Finding a controller that minimizes an integral function I am trying to solve an optimal control problem where we are given a control system
$$ \dfrac{d}{dt}\begin{bmatrix}x_1 \\ x_2\end{bmatrix} =\begin{bmatrix} 2 & 1\\ 1 & 3\end{bmatrix} \begin{bmatrix} x_1 \\ x_2 \end{bmatrix} + \begin{bmatrix} 3 & 3\\ 5 & 5\end{bmatrix}\begin{bmatrix} u_1 \\ u_2 \end{bmatrix}
$$
with the initial condition $\mathbf{x}(0)=[3,1]^T$ and it asks me to find a controller, with $u_1$ and $u_2$ in $[0,+\infty] \to \mathbb{R}^2$, that minimizes the following integral function
$$\int_0^\infty \left( \mathbf x^T \mathbf{I} \,\mathbf{x} + \mathbf{u}^T \mathbf{R} \, \mathbf{u} \right) \mathrm d t $$
where
$$ \mathbf{R} = \begin{bmatrix} 1 & 1\\ 1 & 1\end{bmatrix} $$
I have done a couple control system problems but never one where I have to minimize a function, let alone an integral one so I am really lost on how to start. Does anyone know a good place to start or examples that solve similar problems?

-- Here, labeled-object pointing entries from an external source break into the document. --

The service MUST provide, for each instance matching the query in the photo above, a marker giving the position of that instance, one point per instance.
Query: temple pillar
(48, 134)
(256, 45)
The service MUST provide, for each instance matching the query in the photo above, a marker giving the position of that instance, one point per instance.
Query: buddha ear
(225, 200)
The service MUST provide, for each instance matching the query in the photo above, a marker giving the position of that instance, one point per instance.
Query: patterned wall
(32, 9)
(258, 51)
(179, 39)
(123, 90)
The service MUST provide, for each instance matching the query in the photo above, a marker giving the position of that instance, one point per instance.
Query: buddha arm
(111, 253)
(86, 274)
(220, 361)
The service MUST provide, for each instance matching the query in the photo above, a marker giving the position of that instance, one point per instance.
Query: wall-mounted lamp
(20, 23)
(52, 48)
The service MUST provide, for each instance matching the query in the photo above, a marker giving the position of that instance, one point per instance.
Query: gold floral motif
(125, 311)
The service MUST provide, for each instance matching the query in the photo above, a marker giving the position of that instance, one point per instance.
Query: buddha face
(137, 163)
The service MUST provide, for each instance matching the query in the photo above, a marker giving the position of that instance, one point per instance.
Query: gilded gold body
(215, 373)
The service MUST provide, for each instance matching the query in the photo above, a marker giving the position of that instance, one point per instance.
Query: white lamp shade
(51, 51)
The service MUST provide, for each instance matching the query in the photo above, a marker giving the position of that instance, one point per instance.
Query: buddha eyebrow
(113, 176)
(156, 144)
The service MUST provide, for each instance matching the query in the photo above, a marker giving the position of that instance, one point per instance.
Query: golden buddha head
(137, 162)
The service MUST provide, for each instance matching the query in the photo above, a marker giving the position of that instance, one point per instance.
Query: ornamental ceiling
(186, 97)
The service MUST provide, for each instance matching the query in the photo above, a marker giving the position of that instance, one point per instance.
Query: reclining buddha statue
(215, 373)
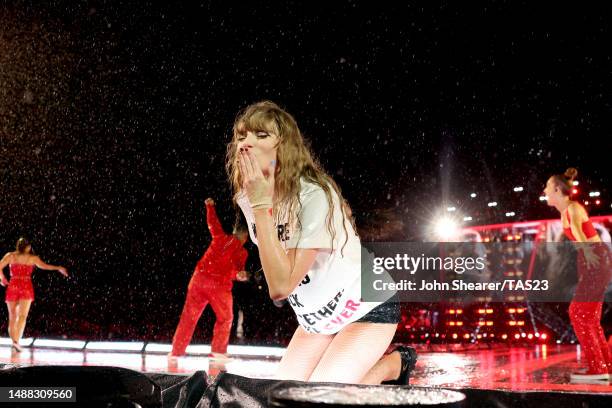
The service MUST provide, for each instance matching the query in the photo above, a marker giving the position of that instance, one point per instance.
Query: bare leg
(12, 326)
(22, 316)
(353, 355)
(302, 355)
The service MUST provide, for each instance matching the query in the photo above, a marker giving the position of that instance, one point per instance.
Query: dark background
(114, 120)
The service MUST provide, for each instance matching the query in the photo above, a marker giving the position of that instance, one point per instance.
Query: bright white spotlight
(445, 228)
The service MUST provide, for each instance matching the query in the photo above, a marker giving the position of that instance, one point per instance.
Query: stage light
(64, 344)
(6, 341)
(115, 345)
(255, 351)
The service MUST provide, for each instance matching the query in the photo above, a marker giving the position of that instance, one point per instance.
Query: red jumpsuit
(211, 282)
(20, 286)
(585, 308)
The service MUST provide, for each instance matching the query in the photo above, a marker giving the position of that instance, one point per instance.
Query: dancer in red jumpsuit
(211, 282)
(594, 267)
(20, 292)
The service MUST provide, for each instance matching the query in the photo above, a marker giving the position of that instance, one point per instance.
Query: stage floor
(533, 368)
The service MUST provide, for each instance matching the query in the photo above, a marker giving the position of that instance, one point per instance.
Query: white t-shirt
(329, 296)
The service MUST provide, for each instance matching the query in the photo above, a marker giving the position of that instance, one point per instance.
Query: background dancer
(593, 277)
(310, 254)
(20, 291)
(211, 282)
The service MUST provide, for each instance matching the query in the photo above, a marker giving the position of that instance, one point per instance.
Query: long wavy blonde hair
(294, 161)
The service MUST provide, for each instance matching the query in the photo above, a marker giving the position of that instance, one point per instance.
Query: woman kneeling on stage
(310, 254)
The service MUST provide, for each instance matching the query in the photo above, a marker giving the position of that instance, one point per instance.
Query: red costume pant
(197, 300)
(585, 311)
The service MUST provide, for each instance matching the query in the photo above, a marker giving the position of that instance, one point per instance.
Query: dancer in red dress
(20, 292)
(211, 282)
(594, 268)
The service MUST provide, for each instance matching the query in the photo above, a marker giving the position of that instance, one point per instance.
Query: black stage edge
(117, 387)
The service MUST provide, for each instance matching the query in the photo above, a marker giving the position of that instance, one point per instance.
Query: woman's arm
(577, 217)
(3, 263)
(283, 271)
(42, 265)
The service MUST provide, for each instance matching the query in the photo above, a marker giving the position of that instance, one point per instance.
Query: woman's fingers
(243, 168)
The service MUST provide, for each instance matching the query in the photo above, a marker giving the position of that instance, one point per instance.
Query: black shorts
(388, 312)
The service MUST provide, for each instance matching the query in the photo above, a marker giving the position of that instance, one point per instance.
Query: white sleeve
(312, 231)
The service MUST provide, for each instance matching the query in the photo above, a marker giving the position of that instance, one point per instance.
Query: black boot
(408, 356)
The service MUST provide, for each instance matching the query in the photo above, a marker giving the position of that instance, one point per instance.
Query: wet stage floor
(529, 368)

 A: This problem is related to the field of optimal control. The first thing that we notice is that the control input is symmetric in the system equation and in the cost function. This means that only the sum of $u_1$ and $u_2$ matters not the individual values Hence, we can simplify the problem by introducing $u=u_1+u_2$
$$\dot{x}=\begin{bmatrix}2&1\\1&3 \end{bmatrix}x+\begin{bmatrix}3\\5 \end{bmatrix}u \text{ , with } x(t=0)=[3,1]^T \text{ and } \lim_{t\to \infty}x(t)=0.$$
Our goal is to minimize 
$$J= 1/2\int_0^\infty x^T(2I)x + u\cdot 2\cdot u\,dt.$$
In general, if we have the system
$$\dot{x}=Ax+Bu\text{ , with } x(t=0)=x_0,\text{ and } \lim_{t\to \infty}x(t)=0.$$
And if we want to minimize the cost
$$J = \dfrac{1}{2}\int_{t=0}^{\infty}x^TQx + u^TRu \, dt$$
We will have to solve the algebraic Riccati equation (short ARE) for the symmetric matrix $P$
$$-P^{}A^{}-A^TP^{}-Q^{}+P^{}B^{}R^{-1}B^TP^{}=0.$$
Then solve for the optimal state
$$\dot{x}^*(t)=[A-BR^{-1}B^TP^{}]x^*(t), \text{ with } x^*(t=0)=x_0.$$
The minimizing control law is given by
$$u=-R^{-1}B^TR^{}x^*(t).$$
If the obtained solution does not satisfy $u\geq 0$ for all $t$, then you will need to use Pontryagin's maximum principle, which is a little bit more difficult than the unconstrained problem.
Reference: The best reference that I know for optimal control is the book Optimal Control systems (Naidu). In my opinion, it is one of the best books on control systems in general. Highly recommend buying a copy :D.